Ten years ago, I traveled from my agrarian hometown in Washington State to the big city of Boston. After the trip, our local newspaper, the Tri-city Herald, ran an article on my excursion, probably to prove I’d survived the 6,000-mile airline trip. With the
New York City Twin-Towers attack of Sept. 11, 2001, still growling at the heels of our minds, people were not exactly dashing to airports.
It took the special invitation to a pre-opening ceremony at the Mary Baker Eddy Library to intrigue me enough to pull on my boots, adjust to the Transportation Security Administration’s prodigious rules and regulations, snack on peanuts (yes, we got peanuts back then, free), and navigate my way around the Back Bay.
The official 10-year anniversary opening of the Mary Baker Eddy Library is Sept. 29, 2012, however, the pre-opening is what I remember.
Months before the doors opened to the public, a motley group of people was welcomed to the library to scan the books, test the audiovisuals and admire influential words bubble up from a water fountain in the Hall of Ideas.

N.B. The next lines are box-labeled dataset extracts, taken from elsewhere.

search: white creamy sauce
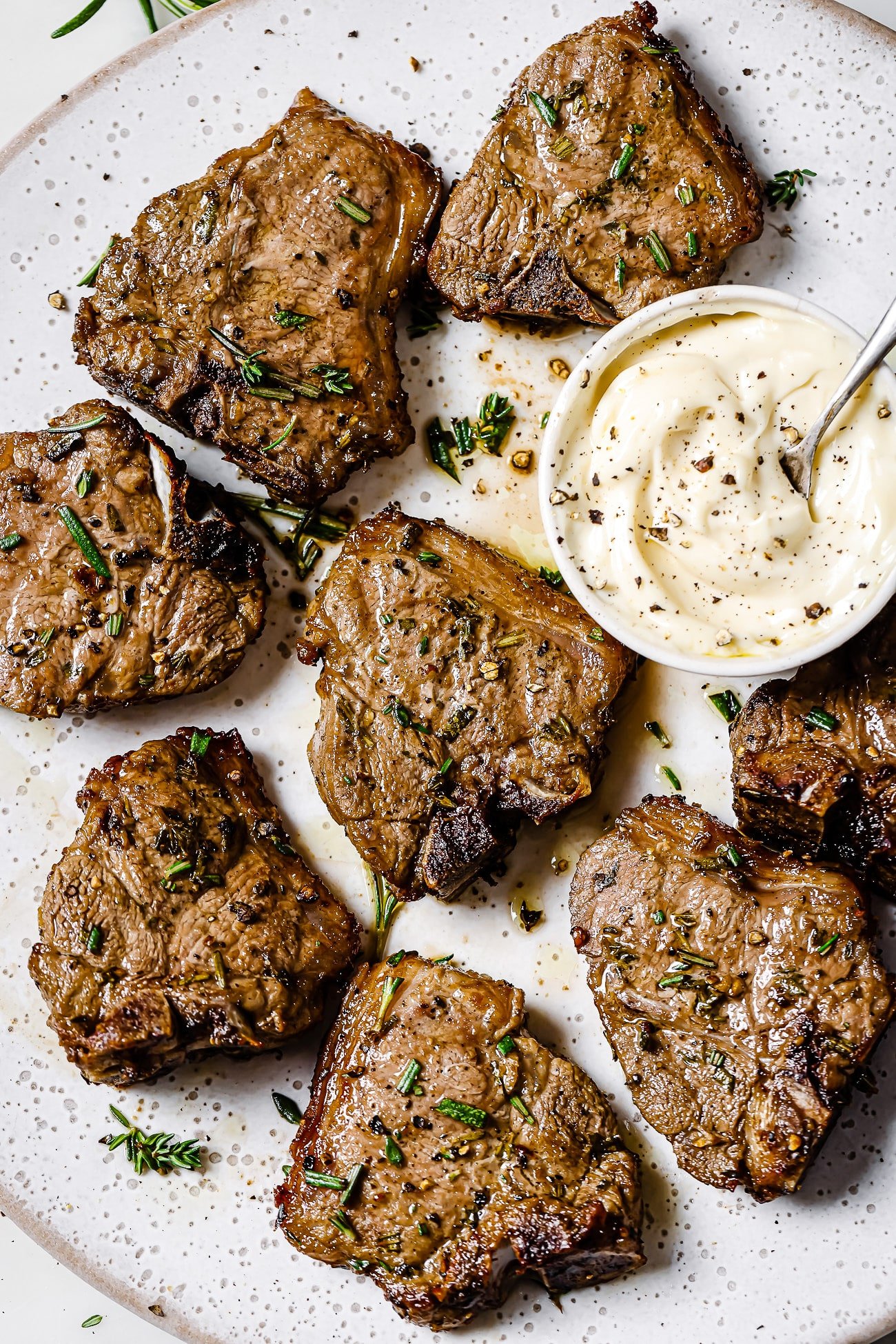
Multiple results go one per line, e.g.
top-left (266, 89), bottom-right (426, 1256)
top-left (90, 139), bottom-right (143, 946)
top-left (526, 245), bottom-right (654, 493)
top-left (561, 303), bottom-right (896, 659)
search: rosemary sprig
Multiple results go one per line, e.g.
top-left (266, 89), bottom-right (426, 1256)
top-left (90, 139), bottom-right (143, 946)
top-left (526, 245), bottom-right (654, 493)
top-left (333, 197), bottom-right (374, 224)
top-left (706, 688), bottom-right (743, 723)
top-left (50, 0), bottom-right (106, 38)
top-left (374, 976), bottom-right (405, 1031)
top-left (766, 168), bottom-right (818, 210)
top-left (426, 415), bottom-right (461, 483)
top-left (272, 1092), bottom-right (303, 1125)
top-left (476, 392), bottom-right (516, 454)
top-left (101, 1106), bottom-right (203, 1176)
top-left (364, 864), bottom-right (405, 961)
top-left (309, 364), bottom-right (355, 397)
top-left (40, 411), bottom-right (106, 434)
top-left (527, 89), bottom-right (558, 128)
top-left (435, 1096), bottom-right (489, 1129)
top-left (57, 504), bottom-right (112, 579)
top-left (77, 235), bottom-right (121, 289)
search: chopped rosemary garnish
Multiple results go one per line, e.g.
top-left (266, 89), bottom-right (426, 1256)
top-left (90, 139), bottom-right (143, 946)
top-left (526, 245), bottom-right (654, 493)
top-left (426, 415), bottom-right (461, 481)
top-left (644, 228), bottom-right (672, 273)
top-left (385, 1134), bottom-right (405, 1167)
top-left (57, 504), bottom-right (112, 579)
top-left (274, 303), bottom-right (314, 332)
top-left (610, 144), bottom-right (634, 181)
top-left (374, 976), bottom-right (405, 1031)
top-left (333, 197), bottom-right (374, 224)
top-left (666, 947), bottom-right (719, 970)
top-left (451, 415), bottom-right (476, 457)
top-left (190, 728), bottom-right (211, 756)
top-left (102, 1106), bottom-right (203, 1176)
top-left (435, 1096), bottom-right (489, 1129)
top-left (330, 1210), bottom-right (357, 1242)
top-left (766, 168), bottom-right (817, 210)
top-left (395, 1059), bottom-right (423, 1096)
top-left (551, 136), bottom-right (575, 159)
top-left (364, 864), bottom-right (405, 961)
top-left (77, 235), bottom-right (121, 288)
top-left (511, 1096), bottom-right (535, 1125)
top-left (613, 255), bottom-right (626, 293)
top-left (527, 89), bottom-right (558, 126)
top-left (40, 411), bottom-right (106, 434)
top-left (75, 466), bottom-right (96, 500)
top-left (706, 690), bottom-right (743, 723)
top-left (439, 704), bottom-right (478, 742)
top-left (263, 411), bottom-right (298, 453)
top-left (272, 1092), bottom-right (303, 1125)
top-left (303, 1167), bottom-right (345, 1190)
top-left (476, 392), bottom-right (516, 456)
top-left (213, 951), bottom-right (227, 989)
top-left (340, 1163), bottom-right (364, 1205)
top-left (309, 364), bottom-right (355, 397)
top-left (804, 704), bottom-right (839, 732)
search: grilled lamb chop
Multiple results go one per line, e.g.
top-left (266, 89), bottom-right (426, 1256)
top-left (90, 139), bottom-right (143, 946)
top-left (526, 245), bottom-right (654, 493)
top-left (0, 401), bottom-right (267, 718)
top-left (28, 728), bottom-right (358, 1087)
top-left (429, 3), bottom-right (762, 323)
top-left (74, 89), bottom-right (439, 504)
top-left (276, 953), bottom-right (644, 1330)
top-left (731, 606), bottom-right (896, 896)
top-left (569, 797), bottom-right (896, 1200)
top-left (300, 507), bottom-right (634, 899)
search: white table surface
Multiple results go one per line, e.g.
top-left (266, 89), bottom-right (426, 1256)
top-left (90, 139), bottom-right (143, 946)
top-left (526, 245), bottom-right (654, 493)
top-left (0, 0), bottom-right (896, 1344)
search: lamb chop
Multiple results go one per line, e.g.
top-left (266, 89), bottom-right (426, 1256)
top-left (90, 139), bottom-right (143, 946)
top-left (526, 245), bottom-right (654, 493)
top-left (300, 507), bottom-right (634, 899)
top-left (429, 0), bottom-right (763, 323)
top-left (28, 728), bottom-right (358, 1087)
top-left (731, 605), bottom-right (896, 898)
top-left (74, 89), bottom-right (439, 504)
top-left (276, 953), bottom-right (644, 1330)
top-left (569, 797), bottom-right (896, 1200)
top-left (0, 401), bottom-right (267, 718)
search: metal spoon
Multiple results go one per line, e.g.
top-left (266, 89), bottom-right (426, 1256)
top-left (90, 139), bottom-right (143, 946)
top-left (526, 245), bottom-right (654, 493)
top-left (780, 299), bottom-right (896, 499)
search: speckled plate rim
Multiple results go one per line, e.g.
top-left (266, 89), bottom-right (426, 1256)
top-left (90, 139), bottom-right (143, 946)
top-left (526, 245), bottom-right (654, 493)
top-left (0, 0), bottom-right (896, 1344)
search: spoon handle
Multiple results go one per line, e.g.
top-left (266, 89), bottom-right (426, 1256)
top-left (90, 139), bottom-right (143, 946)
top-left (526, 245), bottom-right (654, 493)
top-left (814, 299), bottom-right (896, 442)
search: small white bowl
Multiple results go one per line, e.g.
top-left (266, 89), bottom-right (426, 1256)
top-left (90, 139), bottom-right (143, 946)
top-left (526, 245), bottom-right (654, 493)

Adjacent to the Hall of Ideas, I found the Mapparium, a 30-foot concave, stained-glass globe of the world, created circa 1935. As I walked inside the sphere, looking out at the earth and its expanse of waters and bordered lands, I came to terms with the feeling that the outdated map, charting colonialism in Africa, was no longer very practical and served merely as a classic piece of art.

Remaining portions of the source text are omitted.